Ransomware attack suspected in Calgary Public Library cybersecurity incident
Monitoring systems blocked ransomware attack, officials say
The Calgary Public Library says its teams have confirmed last week's cybersecurity incident was the result of an attempted ransomware attack.
"As of today we can confirm our cybersecurity team suspects that this was an attempted ransomware attack that our monitoring systems blocked," it said in a statement Friday.
"As part of our containment protocols, we proactively shut down all servers and systems. The Library has not been in communication with any threat agents."
On Oct. 11, a cyberattack forced the closure of all 22 of its physical public library locations across the city.
Those locations did not reopen until Wednesday of this week, but are still providing modified services as the organization continues to experience disruptions because of what the library called a "detected cybersecurity breach."
Patrons currently have access to library spaces and services that do not require technology.
'Libraries are a rich target'
Ritesh Kotak is a Toronto-based cybersecurity and technology analyst who has been following the news out of Calgary.
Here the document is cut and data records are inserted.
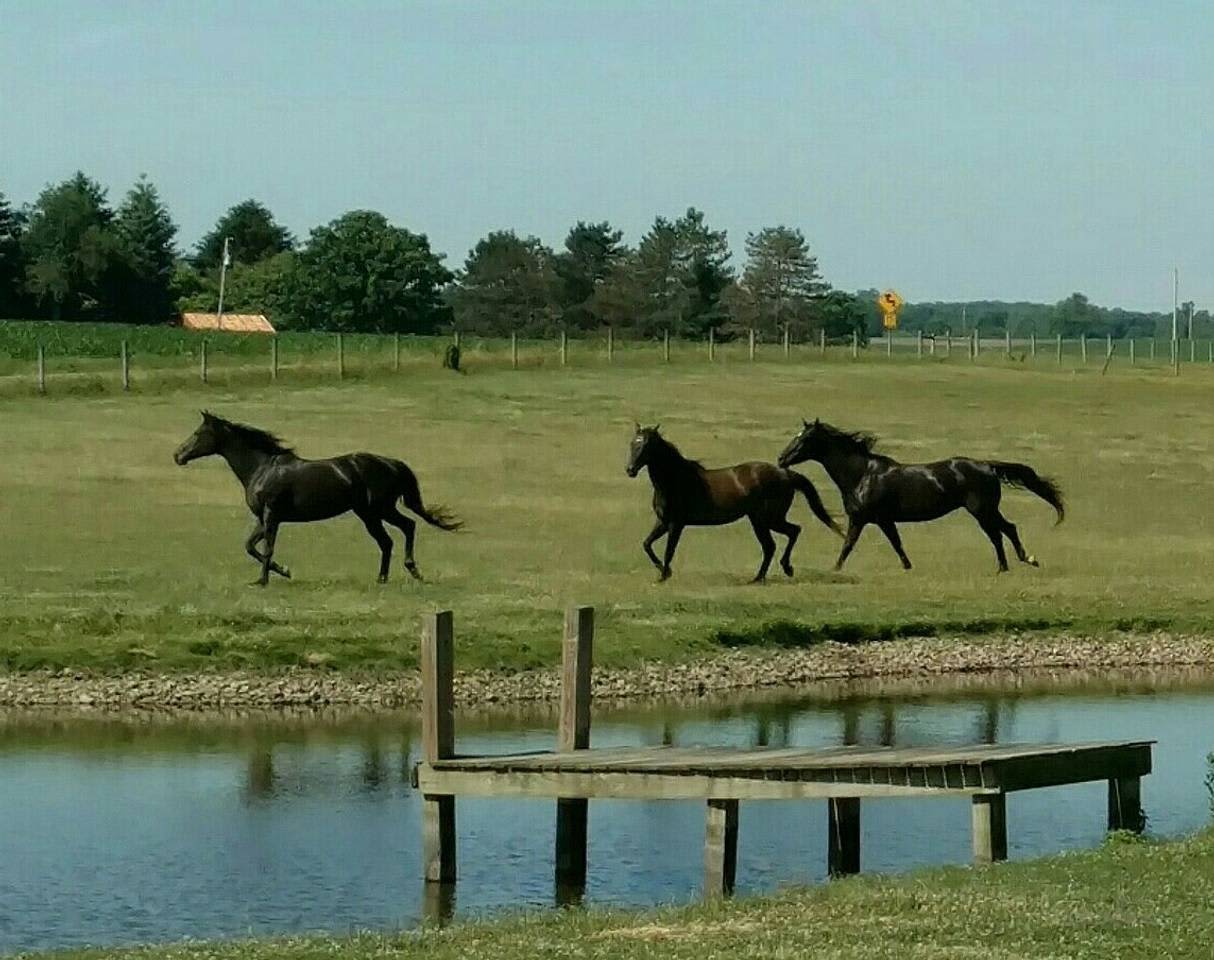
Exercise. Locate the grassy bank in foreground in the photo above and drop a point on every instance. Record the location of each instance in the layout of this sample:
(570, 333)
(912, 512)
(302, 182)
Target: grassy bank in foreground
(113, 558)
(1128, 899)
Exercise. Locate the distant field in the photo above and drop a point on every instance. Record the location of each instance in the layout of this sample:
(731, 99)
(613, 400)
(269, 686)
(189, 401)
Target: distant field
(113, 557)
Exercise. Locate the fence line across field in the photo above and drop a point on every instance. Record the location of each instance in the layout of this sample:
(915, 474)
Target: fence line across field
(749, 346)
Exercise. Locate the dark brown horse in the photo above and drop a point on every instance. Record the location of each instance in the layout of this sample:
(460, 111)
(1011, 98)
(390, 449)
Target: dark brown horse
(879, 489)
(687, 494)
(281, 487)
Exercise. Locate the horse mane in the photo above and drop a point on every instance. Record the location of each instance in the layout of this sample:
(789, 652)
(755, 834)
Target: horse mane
(673, 452)
(254, 437)
(857, 441)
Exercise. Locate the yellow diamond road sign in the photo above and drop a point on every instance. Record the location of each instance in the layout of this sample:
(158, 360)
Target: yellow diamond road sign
(890, 302)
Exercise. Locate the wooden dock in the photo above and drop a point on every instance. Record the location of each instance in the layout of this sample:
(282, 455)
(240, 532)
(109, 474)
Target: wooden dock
(721, 777)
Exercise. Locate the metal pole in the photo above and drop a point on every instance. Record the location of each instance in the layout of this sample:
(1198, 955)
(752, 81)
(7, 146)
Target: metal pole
(223, 262)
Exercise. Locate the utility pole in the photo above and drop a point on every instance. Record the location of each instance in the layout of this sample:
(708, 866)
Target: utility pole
(223, 265)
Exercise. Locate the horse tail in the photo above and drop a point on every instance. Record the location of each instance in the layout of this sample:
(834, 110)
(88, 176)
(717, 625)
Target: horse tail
(1024, 476)
(800, 482)
(410, 493)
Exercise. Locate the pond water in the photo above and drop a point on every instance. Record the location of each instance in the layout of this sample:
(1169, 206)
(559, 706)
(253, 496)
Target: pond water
(134, 828)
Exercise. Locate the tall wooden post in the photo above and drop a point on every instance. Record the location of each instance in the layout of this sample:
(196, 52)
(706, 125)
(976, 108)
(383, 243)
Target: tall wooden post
(843, 840)
(438, 743)
(577, 654)
(990, 816)
(720, 847)
(1125, 805)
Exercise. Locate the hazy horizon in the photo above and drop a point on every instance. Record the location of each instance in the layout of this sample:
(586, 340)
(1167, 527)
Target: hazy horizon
(948, 151)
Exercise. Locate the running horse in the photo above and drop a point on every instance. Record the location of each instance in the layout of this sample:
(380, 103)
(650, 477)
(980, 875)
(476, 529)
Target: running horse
(687, 494)
(282, 487)
(879, 489)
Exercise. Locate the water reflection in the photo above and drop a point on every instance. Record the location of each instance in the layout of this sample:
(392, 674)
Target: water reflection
(132, 827)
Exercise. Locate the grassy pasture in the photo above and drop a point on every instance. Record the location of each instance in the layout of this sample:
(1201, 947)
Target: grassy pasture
(112, 557)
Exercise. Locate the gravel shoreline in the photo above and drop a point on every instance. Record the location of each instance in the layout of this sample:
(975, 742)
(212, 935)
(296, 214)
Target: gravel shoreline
(731, 671)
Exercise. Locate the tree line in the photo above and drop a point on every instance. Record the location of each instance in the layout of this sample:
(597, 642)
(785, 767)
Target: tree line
(69, 255)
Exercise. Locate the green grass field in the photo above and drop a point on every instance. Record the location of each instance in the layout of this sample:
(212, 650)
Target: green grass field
(1127, 899)
(113, 557)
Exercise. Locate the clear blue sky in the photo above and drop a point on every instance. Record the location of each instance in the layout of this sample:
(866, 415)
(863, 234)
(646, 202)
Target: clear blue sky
(947, 149)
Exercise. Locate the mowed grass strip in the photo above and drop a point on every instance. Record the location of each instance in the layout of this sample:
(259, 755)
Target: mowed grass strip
(114, 558)
(1127, 899)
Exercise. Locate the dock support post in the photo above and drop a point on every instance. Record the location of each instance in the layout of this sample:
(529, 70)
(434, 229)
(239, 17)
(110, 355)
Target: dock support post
(990, 814)
(720, 847)
(1125, 805)
(843, 841)
(574, 734)
(438, 743)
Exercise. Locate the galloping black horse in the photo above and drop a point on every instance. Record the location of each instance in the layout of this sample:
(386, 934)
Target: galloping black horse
(281, 487)
(879, 489)
(686, 494)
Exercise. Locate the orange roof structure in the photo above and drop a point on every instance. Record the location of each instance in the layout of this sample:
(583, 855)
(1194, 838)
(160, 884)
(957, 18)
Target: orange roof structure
(232, 323)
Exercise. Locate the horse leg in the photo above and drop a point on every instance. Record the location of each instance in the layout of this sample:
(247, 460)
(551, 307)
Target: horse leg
(375, 528)
(409, 528)
(1009, 530)
(671, 545)
(270, 537)
(855, 528)
(658, 530)
(250, 545)
(769, 549)
(990, 523)
(891, 533)
(792, 530)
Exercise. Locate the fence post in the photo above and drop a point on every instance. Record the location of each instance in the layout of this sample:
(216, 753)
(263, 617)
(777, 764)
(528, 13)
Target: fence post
(438, 743)
(574, 734)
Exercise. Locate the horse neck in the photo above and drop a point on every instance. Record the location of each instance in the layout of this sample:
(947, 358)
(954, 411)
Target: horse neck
(668, 467)
(244, 460)
(846, 467)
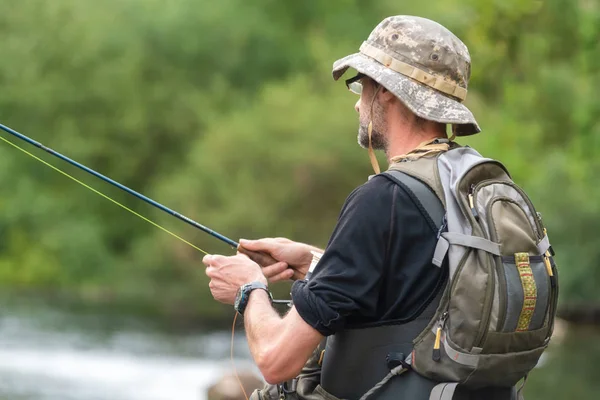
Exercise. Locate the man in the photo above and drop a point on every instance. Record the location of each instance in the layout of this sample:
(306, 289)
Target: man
(376, 270)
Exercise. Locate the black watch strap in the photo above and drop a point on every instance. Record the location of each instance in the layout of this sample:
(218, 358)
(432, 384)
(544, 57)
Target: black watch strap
(241, 300)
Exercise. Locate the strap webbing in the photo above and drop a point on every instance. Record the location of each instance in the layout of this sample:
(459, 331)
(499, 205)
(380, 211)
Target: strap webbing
(429, 201)
(443, 391)
(460, 239)
(544, 245)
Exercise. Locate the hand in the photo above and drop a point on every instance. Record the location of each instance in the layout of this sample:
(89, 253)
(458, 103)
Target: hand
(294, 257)
(227, 274)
Kotak says there's no typical timeline for how long it could take to safely restore all operations.
"It comes down to the complexity and just the volume of systems that are involved.… It just takes a while if you want to be thorough," he told CBC News on Friday.
He said securing the system isn't a simple set of procedures and every system is different.
"It seems that the Calgary Public Library had the right protocols in place and they did everything right."
As for what information was accessed, the Calgary Public Library said it is still investigating the incident and working to determine if any employee or membership data was impacted.
Kotak said a ransomware attack is usually when a system becomes infected with a malicious software, most commonly resulting from suspicious email links, and the goal is typically to extort the victim into paying a large sum of money to hackers in order to retrieve the data they lost.
"Libraries are a rich target, and the reason that they're rich target is because they hold a lot of data," said Kotak.
"When you start getting people's names, addresses, phone numbers, email addresses, potential payment information, you're able to take that data and that has monetary value to hackers and fraudsters."
He said this data can then be used for crimes like identity theft or other ways hackers wish to exploit data for monetary gain.
"Think about all the times we hear about hacks and breaches," he said.
"If you take the information from the from the public library, and then you mirror that with information taken from other hacks and you correlate that information, it paints a pretty intrusive picture about an individual."
The library says it will keep the public updated as more information becomes available, including reporting any impacts to privacy.